Universal advice on how to write VLOOKUP in mathematics perfectly well: go over all the topics, identify the most difficult tasks, work them out and try not to worry on the test. In theory, everything sounds simple, but in practice, on the eve of VLOOKUP, each topic seems difficult. What topics cause the most questions among schoolchildren of different grades, and how can parents be helped?
Grade 5: Interest
Adults themselves are confused with interest, that then they have to overpay for a loan more than they expected. What can we say about children for whom it is still a dark forest full of abstract numbers: “what does 25% of 60 mean? And why is it the same as 5% of 300?”.
First, discuss with your child that one percent is a fraction of a whole number divided by 100, a few percent is one percent multiplied by the desired number.
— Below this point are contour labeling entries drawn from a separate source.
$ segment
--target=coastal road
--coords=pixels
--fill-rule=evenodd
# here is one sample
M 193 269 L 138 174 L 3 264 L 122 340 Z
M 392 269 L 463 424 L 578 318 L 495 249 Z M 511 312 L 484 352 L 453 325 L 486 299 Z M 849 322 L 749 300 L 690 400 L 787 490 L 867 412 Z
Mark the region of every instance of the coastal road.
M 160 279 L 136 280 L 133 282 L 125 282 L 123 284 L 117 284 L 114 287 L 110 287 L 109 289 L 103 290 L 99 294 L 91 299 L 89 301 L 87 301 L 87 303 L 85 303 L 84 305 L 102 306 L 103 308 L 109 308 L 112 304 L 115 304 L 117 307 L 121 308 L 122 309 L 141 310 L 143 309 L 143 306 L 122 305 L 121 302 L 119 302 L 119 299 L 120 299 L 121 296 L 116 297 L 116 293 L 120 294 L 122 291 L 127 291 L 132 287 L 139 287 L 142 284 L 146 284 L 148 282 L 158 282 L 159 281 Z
And then explain using an example close to the child: if Petya started watching a 10-minute video and turned it off after 8 minutes, it means that he watched 80% of the video.
Grade 6: Negative numbers and modulus
The student goes to the 6th grade, and there everything is new, only with negative numbers. Together with the child, draw a coordinate line, that is, an endless row, in which each next number is greater than the previous one. In the center of this row there will be the number 0 - negative numbers will go before it, after it - positive ones.
On the same coordinate line, you can then explain the modulus of the number - the distance from the origin to the point of the coordinate line corresponding to this number. For clarity, you can select a negative number and show the distance from it to zero, and then do it with the same positive number in absolute value - these distances will coincide.
Grade 7: Linear Equations
The terrible dream of any schoolchild is equations. As if mathematicians are missing calculations with known ones! Alas, not enough … On VLOOKUP seventh-graders will be tested for their ability to solve linear equations, that is, equations with variables in degree 1.
In textbooks, equations are written as an expression with x. Try to visualize it, for example: There were several bottles of cola in the fridge (this is x), and Petya put two more bottles of Pepsi there. When my mother opened the refrigerator, she saw 7 bottles (or in mathematical terms, x + 2 = 7). How many cola bottles were in the fridge originally? (or what is x?)
Grade 8: Geometry
Childhood ends when the child begins to separate algebra and geometry. But eighth-graders are already adults and they cannot be surprised by the question of how a straight line, a segment and a ray differ from each other. But on the test there will be triangles, medians and bisectors, cosines and sines.
Before the VLOOKUP, repeat with the student all the theorems and properties of triangles, for example, that the sum of the angles in a triangle is 180 °. This will help to easily solve a problem like the following: the bisector CE is drawn in the triangle ABC. Find the angle BCE if ∠BAC = 46 ° and ∠ABC = 78 °. First, we find the angle ∠BCA and for this we subtract the angle 46 ° and 78 ° from the total 180 °, so ∠BCA = 56 °. And the bisector divides the angle in half, so ∠BCE = 56 ° / 2 = 28 °.
Do not forget that it is better to deal with difficult topics in the class in which the child encountered them. This is how misunderstanding will not turn into a snowball, with which the student will have to deal with before the OGE and the Unified State Exam.